The influence of hydrophilicity on the orientational dynamics and structures of imidazolium-based ionic liquid/water binary mixtures.

Abstract

The orientational dynamics and microscopic structures of imidazolium-based ionic liquids of varying hydrophilicity were investigated using optical heterodyne-detected optical Kerr effect (OHD-OKE) spectroscopy and atomistic simulations. Hydrophilicity was tuned via anion selection, cation alkyl chain length, and the addition of a strong hydrogen bond donor on the cation (protic ionic liquid). In the hydrophobic samples, which saturate at relatively low water concentration, OHD-OKE data display Debye Stokes Einstein (DSE) behavior as a function of water concentration. The DSE behavior indicates that the microstructures of the hydrophobic ionic liquid/water mixtures do not fundamentally change as a function of water concentration.
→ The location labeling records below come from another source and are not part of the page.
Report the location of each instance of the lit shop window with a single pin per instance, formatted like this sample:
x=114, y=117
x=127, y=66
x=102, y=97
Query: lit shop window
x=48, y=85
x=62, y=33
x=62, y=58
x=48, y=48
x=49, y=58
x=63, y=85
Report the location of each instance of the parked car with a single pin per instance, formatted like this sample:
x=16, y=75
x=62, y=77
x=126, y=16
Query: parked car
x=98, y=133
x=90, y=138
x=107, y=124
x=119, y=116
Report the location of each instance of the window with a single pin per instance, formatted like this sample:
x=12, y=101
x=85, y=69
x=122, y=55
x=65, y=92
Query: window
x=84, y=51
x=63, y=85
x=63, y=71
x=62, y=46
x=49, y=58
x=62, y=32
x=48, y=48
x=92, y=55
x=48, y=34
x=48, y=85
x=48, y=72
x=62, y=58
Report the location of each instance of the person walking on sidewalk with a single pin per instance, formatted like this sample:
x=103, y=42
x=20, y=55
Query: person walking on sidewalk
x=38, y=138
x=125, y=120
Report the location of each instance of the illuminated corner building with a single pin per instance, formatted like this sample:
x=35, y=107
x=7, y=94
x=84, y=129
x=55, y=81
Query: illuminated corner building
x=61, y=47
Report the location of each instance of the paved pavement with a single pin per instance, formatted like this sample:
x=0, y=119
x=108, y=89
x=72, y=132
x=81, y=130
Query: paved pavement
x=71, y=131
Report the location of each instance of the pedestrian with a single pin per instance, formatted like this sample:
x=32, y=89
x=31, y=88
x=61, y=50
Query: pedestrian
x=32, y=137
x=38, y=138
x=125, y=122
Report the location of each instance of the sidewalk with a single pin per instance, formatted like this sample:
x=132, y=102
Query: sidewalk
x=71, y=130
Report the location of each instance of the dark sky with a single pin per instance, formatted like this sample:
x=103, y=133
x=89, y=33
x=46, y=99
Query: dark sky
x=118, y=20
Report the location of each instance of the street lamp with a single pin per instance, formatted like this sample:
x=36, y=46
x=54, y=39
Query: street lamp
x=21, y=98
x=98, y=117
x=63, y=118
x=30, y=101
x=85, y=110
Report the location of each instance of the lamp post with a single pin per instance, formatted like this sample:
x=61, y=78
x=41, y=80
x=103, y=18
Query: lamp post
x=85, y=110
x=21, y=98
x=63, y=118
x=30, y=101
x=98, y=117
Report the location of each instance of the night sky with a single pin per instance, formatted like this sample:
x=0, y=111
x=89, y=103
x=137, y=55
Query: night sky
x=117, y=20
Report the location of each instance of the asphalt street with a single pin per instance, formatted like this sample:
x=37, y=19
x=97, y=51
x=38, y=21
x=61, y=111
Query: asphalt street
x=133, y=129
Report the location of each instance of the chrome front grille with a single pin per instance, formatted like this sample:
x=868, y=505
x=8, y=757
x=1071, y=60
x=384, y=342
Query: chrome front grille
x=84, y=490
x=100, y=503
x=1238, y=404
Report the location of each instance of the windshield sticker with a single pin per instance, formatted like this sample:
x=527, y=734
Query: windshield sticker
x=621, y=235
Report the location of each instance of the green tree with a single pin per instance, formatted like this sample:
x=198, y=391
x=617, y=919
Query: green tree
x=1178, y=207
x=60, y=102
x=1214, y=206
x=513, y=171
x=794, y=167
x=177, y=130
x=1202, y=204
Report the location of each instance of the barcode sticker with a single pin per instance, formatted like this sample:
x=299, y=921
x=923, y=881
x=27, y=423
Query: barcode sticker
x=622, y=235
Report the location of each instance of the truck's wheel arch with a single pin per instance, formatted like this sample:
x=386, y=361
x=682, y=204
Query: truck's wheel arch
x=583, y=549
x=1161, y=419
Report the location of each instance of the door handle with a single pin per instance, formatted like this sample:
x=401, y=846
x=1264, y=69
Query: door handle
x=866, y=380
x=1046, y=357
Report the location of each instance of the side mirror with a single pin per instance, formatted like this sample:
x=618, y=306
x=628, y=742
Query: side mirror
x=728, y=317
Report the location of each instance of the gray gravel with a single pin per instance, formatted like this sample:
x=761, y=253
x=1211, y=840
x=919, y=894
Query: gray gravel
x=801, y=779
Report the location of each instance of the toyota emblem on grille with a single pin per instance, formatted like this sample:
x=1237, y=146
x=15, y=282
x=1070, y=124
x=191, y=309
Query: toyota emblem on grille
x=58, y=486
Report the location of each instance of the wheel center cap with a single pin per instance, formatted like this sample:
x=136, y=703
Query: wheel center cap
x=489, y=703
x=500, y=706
The hydrophilic samples have two regimes of different DSE behaviors demonstrating the presence of two structural regimes depending on water concentration. These experimental results indicate that in hydrophilic ionic liquid/water samples, significant structural changes occur to accommodate high water concentrations, while hydrophobic samples become water saturated because the restructuring of local ionic structures is unfavorable. Atomistic simulations show that the local ionic microstructures experience distinct changes in these hydrophilic ionic liquid/water binary samples because of the delicate interplay of intermolecular interactions among imidazolium cations, hydrophilic anions, and water molecules.